The question is HOW we ration 'health care,' not whether we will. We don't need 'Death Panels' (altho' that might not be a bad idea -- some societies have grandparents wander off into winter when times are tough), altho evidence-based comparative effectiveness results should guide us -- much $ is wasted on ineffective procedures, especially on elderly in the last months of life.

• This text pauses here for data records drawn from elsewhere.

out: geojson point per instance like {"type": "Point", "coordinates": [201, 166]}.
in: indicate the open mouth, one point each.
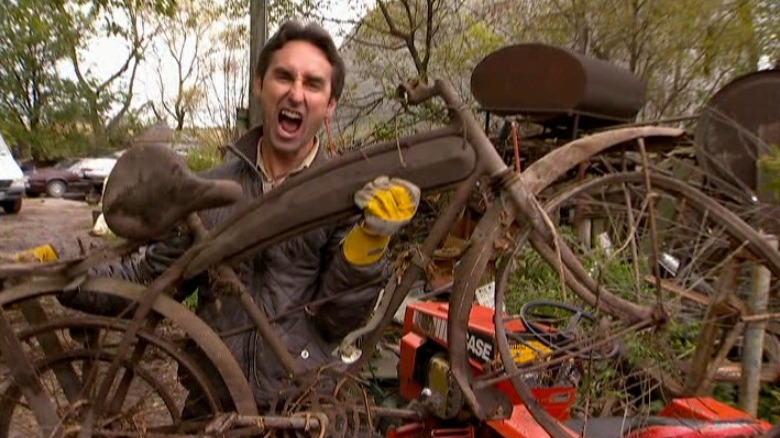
{"type": "Point", "coordinates": [290, 121]}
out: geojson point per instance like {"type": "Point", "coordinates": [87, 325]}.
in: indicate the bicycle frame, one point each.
{"type": "Point", "coordinates": [464, 153]}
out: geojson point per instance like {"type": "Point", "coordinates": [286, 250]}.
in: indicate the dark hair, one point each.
{"type": "Point", "coordinates": [313, 33]}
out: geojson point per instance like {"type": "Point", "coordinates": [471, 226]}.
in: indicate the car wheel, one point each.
{"type": "Point", "coordinates": [12, 207]}
{"type": "Point", "coordinates": [55, 189]}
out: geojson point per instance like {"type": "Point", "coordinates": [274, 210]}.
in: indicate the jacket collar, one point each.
{"type": "Point", "coordinates": [247, 145]}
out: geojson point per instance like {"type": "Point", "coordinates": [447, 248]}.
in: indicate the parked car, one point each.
{"type": "Point", "coordinates": [80, 175]}
{"type": "Point", "coordinates": [11, 181]}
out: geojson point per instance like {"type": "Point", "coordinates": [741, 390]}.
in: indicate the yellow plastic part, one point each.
{"type": "Point", "coordinates": [43, 253]}
{"type": "Point", "coordinates": [524, 353]}
{"type": "Point", "coordinates": [363, 248]}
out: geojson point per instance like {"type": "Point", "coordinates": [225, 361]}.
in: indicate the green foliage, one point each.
{"type": "Point", "coordinates": [769, 166]}
{"type": "Point", "coordinates": [203, 158]}
{"type": "Point", "coordinates": [684, 51]}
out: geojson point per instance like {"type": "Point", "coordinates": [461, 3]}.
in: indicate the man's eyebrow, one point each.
{"type": "Point", "coordinates": [315, 79]}
{"type": "Point", "coordinates": [277, 70]}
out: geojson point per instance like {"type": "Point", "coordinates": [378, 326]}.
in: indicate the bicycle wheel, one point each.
{"type": "Point", "coordinates": [658, 242]}
{"type": "Point", "coordinates": [70, 353]}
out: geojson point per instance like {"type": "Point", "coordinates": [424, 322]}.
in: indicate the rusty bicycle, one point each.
{"type": "Point", "coordinates": [85, 375]}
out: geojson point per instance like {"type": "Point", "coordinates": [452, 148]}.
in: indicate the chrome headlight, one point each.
{"type": "Point", "coordinates": [18, 183]}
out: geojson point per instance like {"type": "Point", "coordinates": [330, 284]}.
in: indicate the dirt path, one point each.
{"type": "Point", "coordinates": [59, 222]}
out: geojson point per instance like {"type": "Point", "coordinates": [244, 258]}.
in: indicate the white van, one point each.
{"type": "Point", "coordinates": [11, 180]}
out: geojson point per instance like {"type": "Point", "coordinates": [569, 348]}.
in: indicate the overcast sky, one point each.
{"type": "Point", "coordinates": [106, 55]}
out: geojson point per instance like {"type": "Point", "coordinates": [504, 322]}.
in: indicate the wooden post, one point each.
{"type": "Point", "coordinates": [258, 29]}
{"type": "Point", "coordinates": [753, 348]}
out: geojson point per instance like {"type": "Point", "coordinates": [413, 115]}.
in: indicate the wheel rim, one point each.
{"type": "Point", "coordinates": [55, 189]}
{"type": "Point", "coordinates": [146, 395]}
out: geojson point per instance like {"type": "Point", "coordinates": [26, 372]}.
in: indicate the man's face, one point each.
{"type": "Point", "coordinates": [295, 95]}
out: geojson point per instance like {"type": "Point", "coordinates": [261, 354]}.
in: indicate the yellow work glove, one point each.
{"type": "Point", "coordinates": [43, 253]}
{"type": "Point", "coordinates": [388, 204]}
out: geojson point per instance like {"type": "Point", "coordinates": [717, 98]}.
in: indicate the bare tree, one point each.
{"type": "Point", "coordinates": [226, 82]}
{"type": "Point", "coordinates": [108, 97]}
{"type": "Point", "coordinates": [183, 47]}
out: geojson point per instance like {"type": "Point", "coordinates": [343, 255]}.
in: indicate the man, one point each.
{"type": "Point", "coordinates": [299, 79]}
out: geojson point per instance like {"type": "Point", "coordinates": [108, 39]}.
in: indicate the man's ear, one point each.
{"type": "Point", "coordinates": [257, 87]}
{"type": "Point", "coordinates": [331, 107]}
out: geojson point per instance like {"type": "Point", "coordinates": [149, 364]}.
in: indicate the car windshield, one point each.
{"type": "Point", "coordinates": [65, 164]}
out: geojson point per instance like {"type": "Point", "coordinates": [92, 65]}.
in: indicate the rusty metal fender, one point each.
{"type": "Point", "coordinates": [431, 160]}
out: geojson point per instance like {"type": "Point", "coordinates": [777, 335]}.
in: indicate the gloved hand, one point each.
{"type": "Point", "coordinates": [388, 204]}
{"type": "Point", "coordinates": [159, 256]}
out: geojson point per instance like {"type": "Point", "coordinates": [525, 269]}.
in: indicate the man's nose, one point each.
{"type": "Point", "coordinates": [296, 93]}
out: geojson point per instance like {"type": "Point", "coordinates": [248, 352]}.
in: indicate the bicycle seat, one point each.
{"type": "Point", "coordinates": [151, 188]}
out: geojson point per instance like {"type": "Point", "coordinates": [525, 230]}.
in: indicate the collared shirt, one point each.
{"type": "Point", "coordinates": [268, 181]}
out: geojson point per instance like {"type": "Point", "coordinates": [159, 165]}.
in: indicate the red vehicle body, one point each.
{"type": "Point", "coordinates": [422, 371]}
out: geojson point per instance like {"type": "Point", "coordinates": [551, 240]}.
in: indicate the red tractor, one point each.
{"type": "Point", "coordinates": [424, 374]}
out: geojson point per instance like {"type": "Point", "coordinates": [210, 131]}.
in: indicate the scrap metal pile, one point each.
{"type": "Point", "coordinates": [659, 242]}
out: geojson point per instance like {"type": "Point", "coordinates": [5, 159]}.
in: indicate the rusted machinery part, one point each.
{"type": "Point", "coordinates": [196, 329]}
{"type": "Point", "coordinates": [402, 280]}
{"type": "Point", "coordinates": [73, 358]}
{"type": "Point", "coordinates": [727, 132]}
{"type": "Point", "coordinates": [741, 231]}
{"type": "Point", "coordinates": [740, 235]}
{"type": "Point", "coordinates": [431, 160]}
{"type": "Point", "coordinates": [544, 82]}
{"type": "Point", "coordinates": [550, 425]}
{"type": "Point", "coordinates": [542, 173]}
{"type": "Point", "coordinates": [468, 276]}
{"type": "Point", "coordinates": [151, 188]}
{"type": "Point", "coordinates": [343, 399]}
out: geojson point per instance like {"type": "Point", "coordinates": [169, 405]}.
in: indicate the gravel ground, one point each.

Rational approach already tried here in Oregon - priorities ranked by effectiveness and cost (bang for buck). Those at top get $, and at some point the budget runs out and those further down list don't get public funding.
Important! This does not mean no other 'treatments' are offered, just that public/taxpayer doesn't pay for it. One can pay on one's own, or have 'insurance', or in more extreme cases folks do charity drives. ['Treatment' is used loosely here - science shows most of what passes for 'treatment' is not supported by rigorous study, and in fact, many 'treatments' pose the risk of more harm than good - see, e.g., iatrogenic illness.]
Higher costs come because we have an 'insurance' system to fund it. Basic economics of 'price illusion' (seems 'free' because little or no payment @ time/point of service, even tho quite expensive because you've prepaid via premiums or taxes), and 'moral hazard' (folks take on more risk because they now have the 'risk pool'/other people taking up financial risk). Collectively & historically we have made it much more expensive by having "someone else" pay for these services. That said, we have legacy system and most are loath to change (they prefer the devil they know rather than unknown). Given that, there are many ways to reduce costs -- standardize & streamline paperwork, etc. Other Western systems do this to varying degrees by centralization of one sort or another. Unfortunately, current legislation doesn't really do this.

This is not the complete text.